Audemars Piguet introduced the world’s first perpetual calendar wristwatch with the leap year indication in 1955. Since then the brand has produced many more and last year it scored big with the launch of the Royal Oak Perpetual calendar in yellow gold. This year the brand from Le Brassus went a step further to combine a classical complication like the perpetual calendar with a modern material like ceramic to create Royal Oak Perpetual Calendar Ceramic, the first Royal Oak with a non-metallic case.

Wrist shot of the AP Royal Oak Perpetual Calendar Ceramic

Using hand-finished black ceramic, Audemars Piguet has created a striking new addition to the iconic line that’s extremely light and comfortable on the wrist. Ceramic has been used in watches for a number of reasons, thanks to its resistances to high temperatures, thermal shocks, aging and the fact that the material is virtually scratch-proof. However, it was a challenge to produce the watch and bracelet in matching ceramic. It took more than 600 hours of R&D and more than 30 hours to machine, polish, hand-finish and assemble a bracelet, a procedure that’s five time quicker when made using stainless steel.
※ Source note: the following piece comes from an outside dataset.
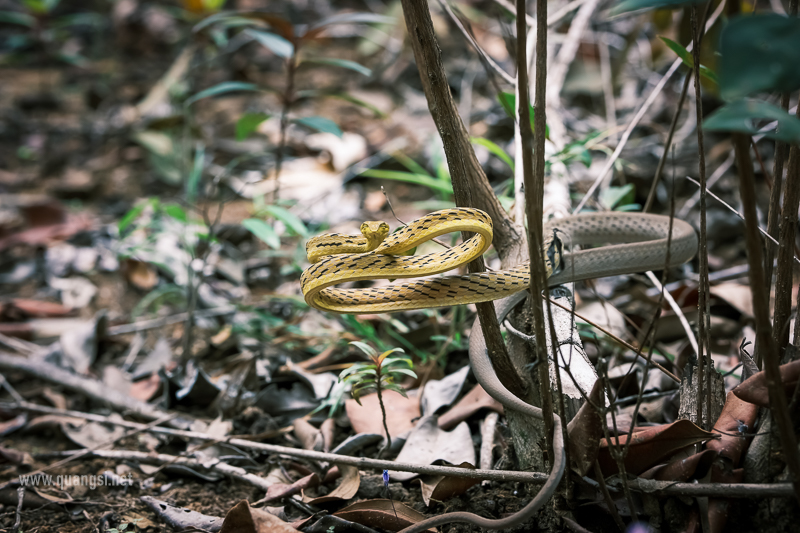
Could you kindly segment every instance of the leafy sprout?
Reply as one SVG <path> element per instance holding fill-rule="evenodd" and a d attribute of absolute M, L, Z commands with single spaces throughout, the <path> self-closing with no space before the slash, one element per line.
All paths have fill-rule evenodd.
<path fill-rule="evenodd" d="M 392 438 L 389 435 L 389 427 L 386 425 L 383 391 L 395 391 L 408 398 L 406 391 L 396 381 L 402 379 L 403 376 L 411 376 L 416 379 L 417 374 L 411 370 L 413 363 L 407 355 L 392 356 L 392 354 L 404 354 L 402 348 L 392 348 L 378 355 L 377 350 L 364 342 L 353 341 L 350 344 L 364 352 L 368 360 L 355 363 L 350 368 L 343 370 L 339 374 L 339 381 L 352 386 L 350 394 L 358 405 L 361 405 L 363 395 L 372 392 L 378 394 L 378 403 L 383 416 L 383 429 L 386 431 L 386 447 L 387 449 L 391 448 Z"/>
The black ceramic case is a modern 41 mm and has a mix of polished and brushed surfaces. It is impressive to see how well the brushed and polished surfaces sit on the bracelet. 

The case and bracelet use matching hand-finished ceramicThe dial, with “Grande Tapisserie” pattern, is slate gray with black counters and displays a photo realistic astronomical moon that contrasts with all of the black components of the piece. The day, date, month, astronomical moon, week of the year is displayed on the dial’s outer chapter ring and the essential leap year indication is at the center of the dial. 
This watch is powered by Caliber 5134, a movement that evolved from the Caliber 2120/2802 used for the 39 mm Royal Oak perpetual calendar. The key difference is the addition of a 52 week indicator. The Royal Oak is an iconic sports watch and introducing a new model with a perpetual calendar in ceramic was bound to get collectors excited. After huffing and puffing about the price (it costs as much as the yellow gold version), expect them to get on waiting lists.